Existe algo que sucede justo antes de que entres en algo que realmente importa.
No es pánico. Nada tan dramático. Solo un segundo extraño y suspendido en el que estás parado frente a una puerta, una sala de reuniones, un restaurante, la entrada de alguien, y aún no estás del todo "activado". Todavía a medias en tu cabeza por el viaje, el estacionamiento o las tres cosas en las que pensabas hace diez minutos.
Le pasa a todo el mundo. La mayoría de la gente simplemente lo atraviesa y pasa los primeros minutos poniéndose al día consigo misma, cuando entra en la habitación. Esa energía ligeramente distraída cuando estás físicamente presente pero mentalmente aún llegando.
Pero hay otra opción. Y toma unos cinco segundos.
No es una charla motivacional o una pose de poder, solo un pequeño ritual, casi automático, que acciona un interruptor. Algo que toma cinco segundos y de alguna manera hace más de lo que cinco segundos deberían poder hacer.

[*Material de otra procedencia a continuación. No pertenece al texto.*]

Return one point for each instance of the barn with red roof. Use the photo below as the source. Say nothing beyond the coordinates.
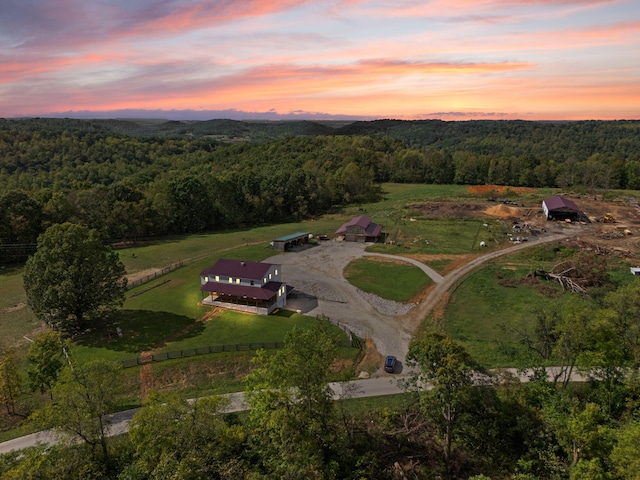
(560, 208)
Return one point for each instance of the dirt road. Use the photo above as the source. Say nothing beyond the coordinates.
(316, 273)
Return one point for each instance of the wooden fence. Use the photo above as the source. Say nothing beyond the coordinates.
(190, 352)
(162, 271)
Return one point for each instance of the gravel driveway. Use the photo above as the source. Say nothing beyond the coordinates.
(316, 273)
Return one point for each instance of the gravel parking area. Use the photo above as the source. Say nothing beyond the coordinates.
(315, 272)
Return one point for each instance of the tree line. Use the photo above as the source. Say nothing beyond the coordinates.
(469, 423)
(129, 187)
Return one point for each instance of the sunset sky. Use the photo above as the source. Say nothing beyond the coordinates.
(405, 59)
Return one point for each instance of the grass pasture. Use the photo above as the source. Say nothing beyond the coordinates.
(485, 316)
(408, 280)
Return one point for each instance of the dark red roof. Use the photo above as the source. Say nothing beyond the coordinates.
(238, 269)
(364, 222)
(556, 203)
(263, 293)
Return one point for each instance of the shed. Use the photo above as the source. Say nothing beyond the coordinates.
(284, 244)
(560, 208)
(360, 229)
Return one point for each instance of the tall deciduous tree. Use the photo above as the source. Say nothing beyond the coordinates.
(448, 368)
(174, 437)
(292, 414)
(45, 358)
(9, 381)
(84, 396)
(72, 274)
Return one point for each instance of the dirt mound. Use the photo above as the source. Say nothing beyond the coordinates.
(499, 189)
(503, 211)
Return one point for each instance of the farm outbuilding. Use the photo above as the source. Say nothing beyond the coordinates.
(359, 229)
(284, 244)
(560, 208)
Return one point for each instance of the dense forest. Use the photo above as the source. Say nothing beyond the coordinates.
(134, 179)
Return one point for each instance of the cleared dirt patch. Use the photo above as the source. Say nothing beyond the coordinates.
(498, 189)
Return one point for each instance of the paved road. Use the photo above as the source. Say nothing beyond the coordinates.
(371, 387)
(318, 272)
(119, 422)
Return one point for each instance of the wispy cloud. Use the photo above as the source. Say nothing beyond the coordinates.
(402, 58)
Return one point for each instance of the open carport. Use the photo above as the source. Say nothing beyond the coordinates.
(284, 244)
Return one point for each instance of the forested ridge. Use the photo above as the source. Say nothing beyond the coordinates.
(132, 179)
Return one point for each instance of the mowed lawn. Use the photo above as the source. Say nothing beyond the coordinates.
(391, 279)
(487, 317)
(165, 315)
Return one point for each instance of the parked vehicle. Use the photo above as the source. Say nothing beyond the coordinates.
(390, 364)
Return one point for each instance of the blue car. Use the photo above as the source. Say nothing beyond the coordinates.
(390, 364)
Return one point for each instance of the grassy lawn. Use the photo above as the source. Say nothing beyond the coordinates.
(372, 275)
(485, 316)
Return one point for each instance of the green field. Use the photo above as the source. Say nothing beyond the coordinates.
(366, 274)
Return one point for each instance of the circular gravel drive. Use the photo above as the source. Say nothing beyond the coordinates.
(316, 273)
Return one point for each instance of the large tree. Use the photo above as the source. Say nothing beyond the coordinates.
(72, 274)
(445, 376)
(9, 381)
(293, 421)
(84, 395)
(45, 357)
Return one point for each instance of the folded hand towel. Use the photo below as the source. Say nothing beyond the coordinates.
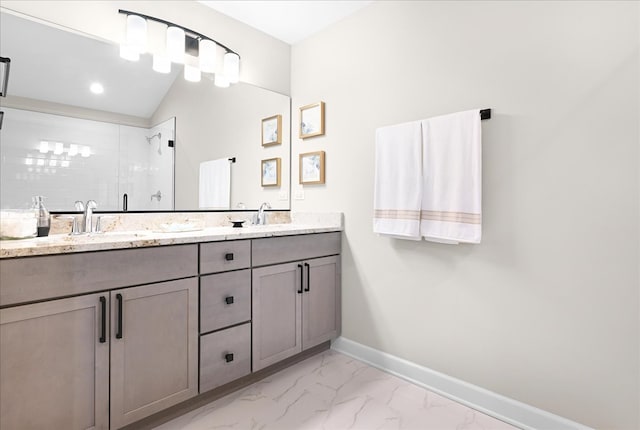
(215, 184)
(452, 178)
(398, 181)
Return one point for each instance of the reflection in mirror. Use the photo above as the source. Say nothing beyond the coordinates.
(49, 100)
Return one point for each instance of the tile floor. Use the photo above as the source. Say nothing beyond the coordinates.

La respiración antes de responder. Los hombros hacia atrás antes de avanzar. El brillo de labios que buscas en el coche antes de entrar.
Cosas pequeñas. Pero en realidad no se tratan de la cosa en sí. Se tratan de la señal que envían —a tu cerebro, a tu cuerpo, a cualquier parte de ti que aún esté decidiendo si estás listo.
Lo estás. Y cinco segundos es todo lo que se necesita para recordarlo.
Los rituales más pequeños tienen más peso de lo que les damos crédito
Tendemos a pensar en la confianza como algo grande. Algo que tienes o hacia lo que estás trabajando. Pero la verdad es que se construye principalmente en pequeños momentos, los que suceden antes de cruzar la puerta, no después.
Vestirse de cierta manera. Respirar. Enderezarse. Y sí, aplicarse un brillo de labios y tomar dos segundos para simplemente sentirse lista.
Suena casi demasiado simple. Pero esa es exactamente la razón por la que funciona.
El brillo de labios no se trata de tus labios. Se trata del reinicio.
Piensa en cuándo realmente lo buscas.
Antes de la reunión en la que necesitas estar atenta. Antes de la cena en la que quieres sentirte tú misma. Antes del evento donde no conoces a mucha gente y te gustaría, al menos, sentirte arreglada por fuera mientras te organizas por dentro.
No es vanidad. Es una señal. Un pequeño acto físico que le dice a tu cerebro: "Ok, ya estamos listos. Vamos a presentarnos."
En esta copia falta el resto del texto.